Exposure therapy has been shown to effectively address the symptoms of PTSD and other anxiety disorders. However, exposure to the situations, whether it is ‘in vivo’ or in real-world situations, needs to be a gradual, step-by-step process that is non-harming to a patient. It is vital to reassure the patient that the exposure can be interrupted at any point if they start feeling uncomfortable.
As a form of Cognitive Behavioral Therapy (CBT), exposure therapy targets avoidant behaviors that a person learned in response to frightening and anxiety-provoking memories and thoughts. However, the ultimate goal of exposure therapy is eliminating avoidance behavior and increasing quality of life by actively confronting feared thoughts, emotions, and situations and helping a patient understand that anxiety will lessen on its own.

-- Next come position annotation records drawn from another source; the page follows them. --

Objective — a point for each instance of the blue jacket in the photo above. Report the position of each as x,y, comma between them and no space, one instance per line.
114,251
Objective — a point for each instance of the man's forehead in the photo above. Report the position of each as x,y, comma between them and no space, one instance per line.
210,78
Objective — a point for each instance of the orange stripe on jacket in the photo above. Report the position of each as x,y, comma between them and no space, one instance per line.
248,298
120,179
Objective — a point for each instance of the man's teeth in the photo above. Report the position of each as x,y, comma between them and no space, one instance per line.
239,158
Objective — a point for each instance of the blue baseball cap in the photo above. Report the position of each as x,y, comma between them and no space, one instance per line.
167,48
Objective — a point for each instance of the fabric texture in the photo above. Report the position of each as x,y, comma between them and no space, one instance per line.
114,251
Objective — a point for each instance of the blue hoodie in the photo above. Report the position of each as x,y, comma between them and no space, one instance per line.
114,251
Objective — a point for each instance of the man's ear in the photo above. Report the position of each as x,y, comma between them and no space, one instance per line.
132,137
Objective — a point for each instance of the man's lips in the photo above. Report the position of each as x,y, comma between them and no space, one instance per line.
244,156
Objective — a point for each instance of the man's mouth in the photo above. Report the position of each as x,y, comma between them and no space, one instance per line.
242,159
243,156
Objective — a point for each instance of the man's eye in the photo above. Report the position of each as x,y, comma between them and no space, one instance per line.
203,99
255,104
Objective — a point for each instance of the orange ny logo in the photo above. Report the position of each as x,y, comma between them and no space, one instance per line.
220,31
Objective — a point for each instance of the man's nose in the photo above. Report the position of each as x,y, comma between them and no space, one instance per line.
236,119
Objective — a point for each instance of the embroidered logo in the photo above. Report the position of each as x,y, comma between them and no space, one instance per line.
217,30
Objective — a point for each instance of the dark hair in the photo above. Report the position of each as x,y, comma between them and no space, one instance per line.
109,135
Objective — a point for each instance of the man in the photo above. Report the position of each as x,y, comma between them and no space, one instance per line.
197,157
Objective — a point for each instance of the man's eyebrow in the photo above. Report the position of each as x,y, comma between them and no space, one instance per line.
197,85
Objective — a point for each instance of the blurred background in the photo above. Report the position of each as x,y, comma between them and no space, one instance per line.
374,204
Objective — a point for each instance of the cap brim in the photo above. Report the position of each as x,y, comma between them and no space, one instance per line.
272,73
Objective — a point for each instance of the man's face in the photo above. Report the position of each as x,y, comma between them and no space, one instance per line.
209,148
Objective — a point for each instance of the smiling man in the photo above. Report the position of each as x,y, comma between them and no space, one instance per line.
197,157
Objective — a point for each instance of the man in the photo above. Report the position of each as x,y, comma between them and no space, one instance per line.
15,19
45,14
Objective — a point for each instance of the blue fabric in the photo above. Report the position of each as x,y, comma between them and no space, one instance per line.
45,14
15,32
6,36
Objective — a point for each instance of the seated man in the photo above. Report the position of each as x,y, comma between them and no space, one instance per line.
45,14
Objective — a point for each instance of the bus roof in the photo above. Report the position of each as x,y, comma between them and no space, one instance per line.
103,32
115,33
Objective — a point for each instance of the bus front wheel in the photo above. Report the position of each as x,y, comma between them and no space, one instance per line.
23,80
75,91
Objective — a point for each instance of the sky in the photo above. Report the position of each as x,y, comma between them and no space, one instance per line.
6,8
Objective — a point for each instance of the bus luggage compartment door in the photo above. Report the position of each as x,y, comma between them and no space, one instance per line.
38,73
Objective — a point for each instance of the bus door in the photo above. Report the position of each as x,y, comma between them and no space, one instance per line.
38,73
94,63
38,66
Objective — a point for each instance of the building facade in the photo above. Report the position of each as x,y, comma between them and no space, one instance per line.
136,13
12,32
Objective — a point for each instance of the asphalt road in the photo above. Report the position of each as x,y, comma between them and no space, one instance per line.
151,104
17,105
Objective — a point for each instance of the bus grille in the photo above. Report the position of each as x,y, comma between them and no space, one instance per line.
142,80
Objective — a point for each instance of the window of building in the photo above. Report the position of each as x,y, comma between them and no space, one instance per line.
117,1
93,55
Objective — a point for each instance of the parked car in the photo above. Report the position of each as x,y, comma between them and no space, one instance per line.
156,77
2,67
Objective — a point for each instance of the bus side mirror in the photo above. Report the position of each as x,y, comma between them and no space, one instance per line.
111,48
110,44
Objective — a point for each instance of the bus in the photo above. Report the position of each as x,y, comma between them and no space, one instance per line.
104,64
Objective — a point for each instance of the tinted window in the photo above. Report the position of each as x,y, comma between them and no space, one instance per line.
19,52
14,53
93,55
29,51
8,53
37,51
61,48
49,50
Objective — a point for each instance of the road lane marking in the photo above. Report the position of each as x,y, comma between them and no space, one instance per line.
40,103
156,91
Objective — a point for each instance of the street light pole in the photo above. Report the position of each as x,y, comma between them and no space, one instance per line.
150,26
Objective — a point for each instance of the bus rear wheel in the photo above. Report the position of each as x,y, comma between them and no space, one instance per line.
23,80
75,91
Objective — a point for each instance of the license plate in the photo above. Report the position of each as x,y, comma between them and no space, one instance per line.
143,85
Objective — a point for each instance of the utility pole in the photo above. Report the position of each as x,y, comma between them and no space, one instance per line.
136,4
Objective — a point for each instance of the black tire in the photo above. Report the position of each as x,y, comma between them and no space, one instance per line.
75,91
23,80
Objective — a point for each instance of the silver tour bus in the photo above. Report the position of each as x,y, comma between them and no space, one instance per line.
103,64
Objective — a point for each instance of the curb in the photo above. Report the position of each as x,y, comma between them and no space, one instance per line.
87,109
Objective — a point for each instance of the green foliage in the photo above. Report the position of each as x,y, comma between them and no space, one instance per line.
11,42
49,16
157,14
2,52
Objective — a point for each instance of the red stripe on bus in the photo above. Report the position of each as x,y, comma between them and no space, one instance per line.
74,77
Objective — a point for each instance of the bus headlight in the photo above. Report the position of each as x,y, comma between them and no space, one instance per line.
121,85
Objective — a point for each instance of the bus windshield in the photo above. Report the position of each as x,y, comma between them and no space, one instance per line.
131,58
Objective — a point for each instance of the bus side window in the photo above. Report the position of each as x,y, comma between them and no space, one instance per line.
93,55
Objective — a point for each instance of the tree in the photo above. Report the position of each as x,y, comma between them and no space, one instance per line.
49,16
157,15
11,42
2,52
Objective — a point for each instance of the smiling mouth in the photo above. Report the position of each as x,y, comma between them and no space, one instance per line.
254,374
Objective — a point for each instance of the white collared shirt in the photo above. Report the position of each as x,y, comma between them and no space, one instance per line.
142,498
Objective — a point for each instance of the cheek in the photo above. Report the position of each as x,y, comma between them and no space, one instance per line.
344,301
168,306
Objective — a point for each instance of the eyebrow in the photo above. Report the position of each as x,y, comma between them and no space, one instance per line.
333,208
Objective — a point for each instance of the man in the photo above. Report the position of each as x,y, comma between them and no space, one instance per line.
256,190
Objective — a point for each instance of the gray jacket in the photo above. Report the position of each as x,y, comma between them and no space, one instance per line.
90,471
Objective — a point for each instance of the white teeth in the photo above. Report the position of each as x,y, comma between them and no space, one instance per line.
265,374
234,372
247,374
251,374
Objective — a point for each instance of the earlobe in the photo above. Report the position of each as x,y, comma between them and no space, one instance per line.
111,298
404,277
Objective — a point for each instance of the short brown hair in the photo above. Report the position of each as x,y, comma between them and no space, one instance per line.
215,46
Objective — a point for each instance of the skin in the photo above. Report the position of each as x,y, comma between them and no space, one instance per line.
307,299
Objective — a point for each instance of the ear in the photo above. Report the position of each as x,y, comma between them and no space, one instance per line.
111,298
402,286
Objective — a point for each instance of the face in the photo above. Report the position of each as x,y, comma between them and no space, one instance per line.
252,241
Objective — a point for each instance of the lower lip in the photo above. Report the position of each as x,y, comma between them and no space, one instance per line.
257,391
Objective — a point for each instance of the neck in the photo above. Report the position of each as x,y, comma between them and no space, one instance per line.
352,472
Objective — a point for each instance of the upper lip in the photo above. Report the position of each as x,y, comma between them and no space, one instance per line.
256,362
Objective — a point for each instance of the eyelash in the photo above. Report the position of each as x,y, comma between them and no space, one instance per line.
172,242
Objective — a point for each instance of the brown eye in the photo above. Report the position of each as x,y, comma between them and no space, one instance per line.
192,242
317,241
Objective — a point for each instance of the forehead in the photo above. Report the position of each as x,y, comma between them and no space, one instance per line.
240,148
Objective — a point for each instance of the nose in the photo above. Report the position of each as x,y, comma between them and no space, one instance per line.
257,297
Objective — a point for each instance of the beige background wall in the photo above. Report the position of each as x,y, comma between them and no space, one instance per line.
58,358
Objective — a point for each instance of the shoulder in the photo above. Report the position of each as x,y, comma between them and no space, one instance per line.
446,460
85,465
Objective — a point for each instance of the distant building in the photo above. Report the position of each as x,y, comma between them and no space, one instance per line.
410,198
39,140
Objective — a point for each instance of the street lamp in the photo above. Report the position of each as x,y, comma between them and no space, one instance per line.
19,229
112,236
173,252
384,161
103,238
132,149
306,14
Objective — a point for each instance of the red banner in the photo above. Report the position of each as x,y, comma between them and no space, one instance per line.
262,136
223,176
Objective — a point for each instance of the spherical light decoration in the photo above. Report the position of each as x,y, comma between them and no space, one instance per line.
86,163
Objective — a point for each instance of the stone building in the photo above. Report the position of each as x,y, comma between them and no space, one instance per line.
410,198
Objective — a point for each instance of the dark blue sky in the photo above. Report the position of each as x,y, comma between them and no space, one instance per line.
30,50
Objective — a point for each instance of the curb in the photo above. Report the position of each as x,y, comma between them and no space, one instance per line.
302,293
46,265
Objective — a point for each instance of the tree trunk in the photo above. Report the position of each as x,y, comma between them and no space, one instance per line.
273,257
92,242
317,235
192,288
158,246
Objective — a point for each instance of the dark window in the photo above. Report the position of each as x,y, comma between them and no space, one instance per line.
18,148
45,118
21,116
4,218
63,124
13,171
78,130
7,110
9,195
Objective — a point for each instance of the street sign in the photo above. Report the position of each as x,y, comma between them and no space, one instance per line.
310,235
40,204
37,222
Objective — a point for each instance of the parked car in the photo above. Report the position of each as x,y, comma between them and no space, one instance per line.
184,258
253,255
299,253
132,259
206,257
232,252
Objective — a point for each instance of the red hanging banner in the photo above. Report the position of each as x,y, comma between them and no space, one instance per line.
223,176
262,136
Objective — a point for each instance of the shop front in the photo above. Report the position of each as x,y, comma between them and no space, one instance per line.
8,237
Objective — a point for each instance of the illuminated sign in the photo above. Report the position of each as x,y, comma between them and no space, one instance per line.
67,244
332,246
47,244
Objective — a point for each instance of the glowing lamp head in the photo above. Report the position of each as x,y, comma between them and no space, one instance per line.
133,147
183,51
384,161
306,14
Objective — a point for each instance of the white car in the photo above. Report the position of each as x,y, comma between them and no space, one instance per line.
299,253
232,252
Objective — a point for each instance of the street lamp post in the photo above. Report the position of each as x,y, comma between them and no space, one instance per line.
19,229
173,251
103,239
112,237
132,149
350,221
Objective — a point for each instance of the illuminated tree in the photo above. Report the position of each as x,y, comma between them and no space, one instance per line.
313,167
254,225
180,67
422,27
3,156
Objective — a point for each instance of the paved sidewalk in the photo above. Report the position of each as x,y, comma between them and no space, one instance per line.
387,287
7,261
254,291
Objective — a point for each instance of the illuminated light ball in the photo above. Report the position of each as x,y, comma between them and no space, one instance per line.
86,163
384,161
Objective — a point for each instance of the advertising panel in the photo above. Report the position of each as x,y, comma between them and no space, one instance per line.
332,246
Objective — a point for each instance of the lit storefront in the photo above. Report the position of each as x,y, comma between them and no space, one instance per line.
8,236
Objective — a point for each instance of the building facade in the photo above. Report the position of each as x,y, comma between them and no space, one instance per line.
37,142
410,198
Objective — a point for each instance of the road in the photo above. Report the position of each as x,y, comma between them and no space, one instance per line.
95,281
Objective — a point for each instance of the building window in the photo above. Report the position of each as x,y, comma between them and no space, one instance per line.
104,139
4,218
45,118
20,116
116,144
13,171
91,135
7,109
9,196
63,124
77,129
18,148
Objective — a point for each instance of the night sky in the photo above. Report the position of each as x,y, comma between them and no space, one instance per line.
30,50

Nevertheless, there are other ways to cope with Military Sexual Trauma (MST) that can strengthen you to take control of your symptoms resulting from military sexual trauma.
• Building a Support System
• Talking to your loved ones
• Interacting with other trauma survivors (who could be helpful aids in helping you cope with your MST symptoms)
• Lifestyle Changes
• Mindfulness Meditation*
*Mindfulness means being aware of and focused on the present. Intensely focusing on the present can help you alleviate anxiety symptoms, boost your self-esteem, and improve your memory and concentration. In addition, mindfulness can help fight negative thoughts and increase your resilience.
Finally, spending time with friends and family, engaging in pleasurable activities, exercising, avoiding drugs and alcohol, and eating healthy are all helpful strategies in managing MST symptoms.